Under the Conservatives' Tougher Penalties for Child Predators Act, to be introduced in Parliament this fall, convicted sex offenders and their parole and probation officers must notify police of any international travel plans.
Police would inform Canadian border guards who would then - "where appropriate" - alert destination countries that a dangerous offender is coming their way. "Gaps in information sharing between government agencies are hampering our ability to monitor and catch child predators, especially those who victimize children beyond our border," Harper said at a news conference at YVR's south terminal Monday morning.
Harper cited the case of Howard Cotterman, a registered California sex offender who was nabbed at the Mexico-U.S. border in 2007 with hundreds of images of himself molesting a young girl. He attributed Cotterman's arrest to information sharing between authorities and said, "if Cotterman were Canadian, under our current practices this might not have happened."
The legislation will also create a publicly accessible, online, national database of high-risk child predators administered by the RCMP to "replace the patchwork of registries that currently exists."
But while Harper was thousands of kilometres away pitching tough-oncrime legislation to his base of supporters, NDP leader Tom Mulcair was in Ottawa for what was supposed to be the first day back for MPs following the summer break.

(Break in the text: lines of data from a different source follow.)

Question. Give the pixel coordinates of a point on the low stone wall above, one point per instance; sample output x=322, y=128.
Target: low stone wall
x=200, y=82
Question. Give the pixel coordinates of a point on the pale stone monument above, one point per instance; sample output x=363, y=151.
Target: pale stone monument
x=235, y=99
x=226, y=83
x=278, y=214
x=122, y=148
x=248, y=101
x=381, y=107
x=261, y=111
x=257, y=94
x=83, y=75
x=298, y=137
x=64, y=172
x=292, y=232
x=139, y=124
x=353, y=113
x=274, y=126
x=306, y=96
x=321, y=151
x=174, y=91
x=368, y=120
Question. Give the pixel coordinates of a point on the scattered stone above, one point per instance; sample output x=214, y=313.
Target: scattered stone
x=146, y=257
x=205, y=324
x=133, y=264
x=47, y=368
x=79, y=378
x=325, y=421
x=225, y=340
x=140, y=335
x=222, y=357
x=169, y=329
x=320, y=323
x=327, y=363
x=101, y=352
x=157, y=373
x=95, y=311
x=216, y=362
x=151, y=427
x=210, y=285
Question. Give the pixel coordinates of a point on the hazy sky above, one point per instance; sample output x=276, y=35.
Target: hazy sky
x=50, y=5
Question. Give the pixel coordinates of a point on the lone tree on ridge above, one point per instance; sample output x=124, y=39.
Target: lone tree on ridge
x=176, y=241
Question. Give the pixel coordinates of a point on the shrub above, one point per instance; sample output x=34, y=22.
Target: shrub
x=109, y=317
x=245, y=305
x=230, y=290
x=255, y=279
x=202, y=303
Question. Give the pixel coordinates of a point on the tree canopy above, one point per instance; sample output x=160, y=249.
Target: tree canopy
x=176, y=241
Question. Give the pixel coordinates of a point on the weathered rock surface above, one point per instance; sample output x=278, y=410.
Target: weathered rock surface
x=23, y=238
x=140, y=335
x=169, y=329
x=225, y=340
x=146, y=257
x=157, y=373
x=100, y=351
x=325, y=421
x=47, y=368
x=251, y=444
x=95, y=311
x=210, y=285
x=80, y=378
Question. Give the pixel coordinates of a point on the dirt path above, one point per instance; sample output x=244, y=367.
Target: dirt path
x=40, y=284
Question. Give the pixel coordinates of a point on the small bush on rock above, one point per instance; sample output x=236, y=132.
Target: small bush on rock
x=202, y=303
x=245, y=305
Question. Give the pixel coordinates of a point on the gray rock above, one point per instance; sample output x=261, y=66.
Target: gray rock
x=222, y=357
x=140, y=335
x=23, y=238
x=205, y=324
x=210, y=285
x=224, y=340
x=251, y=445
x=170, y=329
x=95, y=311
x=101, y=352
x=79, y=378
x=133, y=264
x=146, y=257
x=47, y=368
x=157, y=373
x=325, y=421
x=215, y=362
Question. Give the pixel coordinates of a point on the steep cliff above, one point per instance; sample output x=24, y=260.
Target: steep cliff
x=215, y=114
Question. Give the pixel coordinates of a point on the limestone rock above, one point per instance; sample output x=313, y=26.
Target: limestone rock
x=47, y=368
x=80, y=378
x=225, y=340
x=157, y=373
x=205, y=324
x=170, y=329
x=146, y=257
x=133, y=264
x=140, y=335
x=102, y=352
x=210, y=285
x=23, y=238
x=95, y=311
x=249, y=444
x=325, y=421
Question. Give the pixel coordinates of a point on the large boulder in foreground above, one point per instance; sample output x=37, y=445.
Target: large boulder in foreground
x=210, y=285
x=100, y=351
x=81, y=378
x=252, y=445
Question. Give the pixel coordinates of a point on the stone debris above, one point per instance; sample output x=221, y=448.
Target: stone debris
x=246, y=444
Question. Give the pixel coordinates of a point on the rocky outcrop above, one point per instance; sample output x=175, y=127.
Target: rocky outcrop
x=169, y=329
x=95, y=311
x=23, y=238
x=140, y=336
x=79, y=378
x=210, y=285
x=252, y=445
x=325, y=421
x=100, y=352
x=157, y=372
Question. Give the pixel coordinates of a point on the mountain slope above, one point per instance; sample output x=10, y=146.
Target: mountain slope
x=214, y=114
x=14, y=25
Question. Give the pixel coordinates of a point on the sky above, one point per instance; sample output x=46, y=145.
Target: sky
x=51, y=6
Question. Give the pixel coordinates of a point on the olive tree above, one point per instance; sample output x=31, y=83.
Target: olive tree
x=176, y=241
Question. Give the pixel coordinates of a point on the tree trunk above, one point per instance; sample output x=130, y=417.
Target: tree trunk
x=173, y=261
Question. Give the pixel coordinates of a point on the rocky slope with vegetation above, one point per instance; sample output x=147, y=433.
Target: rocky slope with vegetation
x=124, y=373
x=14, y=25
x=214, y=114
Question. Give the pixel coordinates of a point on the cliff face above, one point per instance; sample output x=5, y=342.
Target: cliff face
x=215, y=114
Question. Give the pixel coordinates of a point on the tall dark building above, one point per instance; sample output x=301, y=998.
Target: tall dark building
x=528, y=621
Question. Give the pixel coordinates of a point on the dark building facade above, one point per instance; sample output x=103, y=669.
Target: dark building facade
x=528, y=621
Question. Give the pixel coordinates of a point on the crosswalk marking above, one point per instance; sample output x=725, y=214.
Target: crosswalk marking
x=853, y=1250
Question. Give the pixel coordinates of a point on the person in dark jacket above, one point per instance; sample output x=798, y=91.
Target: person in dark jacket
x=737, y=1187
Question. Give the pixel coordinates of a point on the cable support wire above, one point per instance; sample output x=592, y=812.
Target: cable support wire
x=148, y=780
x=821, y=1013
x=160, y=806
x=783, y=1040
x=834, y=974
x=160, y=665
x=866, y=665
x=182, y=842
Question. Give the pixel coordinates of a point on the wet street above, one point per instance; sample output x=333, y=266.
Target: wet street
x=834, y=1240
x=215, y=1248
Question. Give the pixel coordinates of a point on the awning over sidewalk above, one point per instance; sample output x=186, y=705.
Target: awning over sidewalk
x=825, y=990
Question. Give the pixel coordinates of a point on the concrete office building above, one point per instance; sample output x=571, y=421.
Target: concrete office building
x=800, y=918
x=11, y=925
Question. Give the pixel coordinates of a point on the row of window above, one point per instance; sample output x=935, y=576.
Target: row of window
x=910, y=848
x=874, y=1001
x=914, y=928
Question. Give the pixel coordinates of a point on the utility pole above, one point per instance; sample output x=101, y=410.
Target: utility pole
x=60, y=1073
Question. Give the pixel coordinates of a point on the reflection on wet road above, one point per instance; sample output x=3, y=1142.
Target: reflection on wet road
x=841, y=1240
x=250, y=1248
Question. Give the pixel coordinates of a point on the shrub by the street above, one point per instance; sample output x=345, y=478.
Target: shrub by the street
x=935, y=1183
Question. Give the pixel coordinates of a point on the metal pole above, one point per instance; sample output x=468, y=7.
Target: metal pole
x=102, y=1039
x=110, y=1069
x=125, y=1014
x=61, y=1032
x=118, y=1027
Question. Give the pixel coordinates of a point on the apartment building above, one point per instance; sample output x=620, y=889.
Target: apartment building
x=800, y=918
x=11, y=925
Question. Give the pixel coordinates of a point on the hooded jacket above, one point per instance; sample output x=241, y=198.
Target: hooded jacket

He suggested the announcement was an attempt to "distract" Canadians from the fact Harper prorogued Parliament for a month to delay having to answer tough questions on accountability, youth unemployment and rising household debt in the House of Commons.
Mulcair argued the place to debate legislation like this yet-to-be-tabled child predator bill is in Parliament and questioned why it has taken the government eight years to come up with a National
Sex Offender Registry Monday's announcement was made where notorious child-sex tourist Christopher Neil agreed to strict conditions on his freedom last October after returning from a five-year stint in a Thai prison for sexually assaulting young boys. The former Maple Ridge English teacher, known around the world as the man with the "swirl" face in child pornography videos distributed online, was arrested last month in Vancouver for possessing a laptop. Abbotsford's Donald Bakker, 49, was the first person convicted under Canada's sex-tourism law.
He was given a 10-year sentence in 2005 after pleading guilty to two counts of sexual assault, sexual assault causing bodily harm and seven counts of invitation to sexual touching.
Bakker's victims included three Vancouver women and seven girls aged seven to 12 in Cambodia.
Bakker served seven years, with credit for time served before his trial, and was released in June 2012 with strict conditions placed on his freedom.
About one-quarter of sex tourists abusing children outside of North America are American and Canadian, says ECPAT USA, part of a global organization devoted to eliminating child prostitution and trafficking. Documents released last year by Foreign Affairs show 73 Canadians were arrested between 2009 and 2011 in a foreign country for abusing or molesting children or possessing child pornography. That figure only accounts for people who requested consular assistance after they were detained.
Brian McConaghy, a former RCMP child predator investigator and founder of the charity Ratanak International, welcomed the changes announced Monday.
McConaghy, whose charity rescues and offers rehabilitation for children exploited in Cambodia, said Canadian predators all too often find their victims in countries without the resources to combat their crimes.